The nurse decided to call the hospital's rapid response team (RRT). Belinda Chu, R.N., the RRT nurse, considered possible causes for the low blood pressure. She concluded that the nasogastric tube that had been inserted to suction the patient's stomach could cause a high amount of fluid loss from the stomach, leading to an imbalance of fluids and electrolytes.
Ms. Chu recommended that the physician order more fluids to be given to the patient, but 2 hours later the patient was still extremely hypotensive. The physician agreed that the patient needed to be transferred to a higher-care unit for closer monitoring.
This is one example of the work of early-intervention teams. Such teams, which are available 24 hours a day, 7 days a week, vary in makeup, Dr. Andrew Auerbach of the University of California, San Francisco, said at the annual meeting of the Society of Hospital Medicine. The teams also go by different names:
▸ Medical emergency teams (METs). For these, “think of 'code team' in your head,” Dr. Auerbach said. “They can prescribe medications, they probably have airway management skills, and they can get vascular access easily. The term we use is 'ICU at the bedside.'” METs are typically led by intensivist physicians.
▸ RRTs. These teams, on the other hand, “have some but not all of the METs' abilities,” Dr. Auerbach continued. “They begin basic care, and they have the ability to call in other resources, but there's not necessarily a physician at the bedside and not generally an intensivist at the bedside. Instead, they choose to ramp up care as conditions dictate.”
▸ Critical care outreach (CCO) teams. Similar to RRTs, these provide active surveillance to recent ICU discharges in addition to doing RRT functions, he said.
Training requirements for nonphysician members of all of these teams vary, but Advanced Cardiac Life Support and Pediatric Advanced Life Support seem to be minimal requirements for all teams.
Criteria for activating the teams differ from one hospital to another, but in general, hospital staff members or anyone else in the room with the patient are encouraged to call the team after noticing any of the following: abnormal vital signs, a change in symptoms, a change in mental status, a perceived risk of harm or imminent deterioration, or a feeling that something is “just not right,” Dr. Auerbach said.

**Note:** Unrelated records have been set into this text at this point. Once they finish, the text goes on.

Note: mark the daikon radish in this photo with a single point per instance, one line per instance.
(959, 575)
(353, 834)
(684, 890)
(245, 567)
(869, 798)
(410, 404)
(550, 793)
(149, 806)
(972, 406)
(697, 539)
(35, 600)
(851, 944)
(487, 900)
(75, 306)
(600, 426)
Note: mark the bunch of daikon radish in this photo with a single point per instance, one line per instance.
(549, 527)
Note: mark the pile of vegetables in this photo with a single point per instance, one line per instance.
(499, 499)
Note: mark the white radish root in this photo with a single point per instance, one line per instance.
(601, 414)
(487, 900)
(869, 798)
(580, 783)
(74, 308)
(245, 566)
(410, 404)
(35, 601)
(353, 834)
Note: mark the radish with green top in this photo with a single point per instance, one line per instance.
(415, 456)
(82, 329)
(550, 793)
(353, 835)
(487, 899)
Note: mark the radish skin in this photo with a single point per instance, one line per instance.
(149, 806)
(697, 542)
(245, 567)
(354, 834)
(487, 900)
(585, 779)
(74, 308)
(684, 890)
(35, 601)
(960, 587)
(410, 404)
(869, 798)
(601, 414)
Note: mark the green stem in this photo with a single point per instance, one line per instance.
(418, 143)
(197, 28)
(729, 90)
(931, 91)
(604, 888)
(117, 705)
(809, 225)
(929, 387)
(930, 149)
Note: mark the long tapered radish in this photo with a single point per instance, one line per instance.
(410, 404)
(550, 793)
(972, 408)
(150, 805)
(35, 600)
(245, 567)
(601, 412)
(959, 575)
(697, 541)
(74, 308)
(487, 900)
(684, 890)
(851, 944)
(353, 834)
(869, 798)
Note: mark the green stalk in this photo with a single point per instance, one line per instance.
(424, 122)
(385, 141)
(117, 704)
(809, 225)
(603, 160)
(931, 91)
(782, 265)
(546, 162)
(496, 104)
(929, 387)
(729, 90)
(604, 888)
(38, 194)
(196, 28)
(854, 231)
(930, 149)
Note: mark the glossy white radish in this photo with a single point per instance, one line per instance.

Team members are usually contacted via overhead speaker or by pager. “The [teams] tend to be underutilized even if the clinical criteria and triggering process is extraordinarily simple, so the systems can be there, but you have to really encourage people … to use it,” Dr. Auerbach said.
Once the team arrives at the bedside, he emphasized, “there should not be any negative feedback that this was an inappropriate call, or you were weak, and why couldn't you do this yourself. You should just reinforce that triggering the [team] was in fact appropriate and say, 'I'm glad to be here. How can I help?'”
Once activated, the team makes an initial diagnosis and starts appropriate interventions. The team should be able to make transfer decisions on its own and have access to the intensive care unit, Dr. Auerbach said.
Dr. Auerbach was part of a group of physicians who participated in a consensus conference on early-intervention systems held last year in Pittsburgh. The attendees discussed development of outcomes measures and criteria for using teams. The results of the conference are expected appear soon in a peer-reviewed journal, he said.
Gauging the Impact
Studies of early-intervention systems are mixed on the question of whether they improve the quality of care, said Dr. Kaveh Shojania of the department of medicine at the University of Ottawa (Ontario).
“There have been about eight before-and-after studies, most of which show pretty dramatic benefits,” but there have been major methodologic problems with some of them, Dr. Shojania said at the meeting. A large randomized, controlled trial in Australia found the teams to be of no benefit, but there are questions about that study's methodology as well, he added.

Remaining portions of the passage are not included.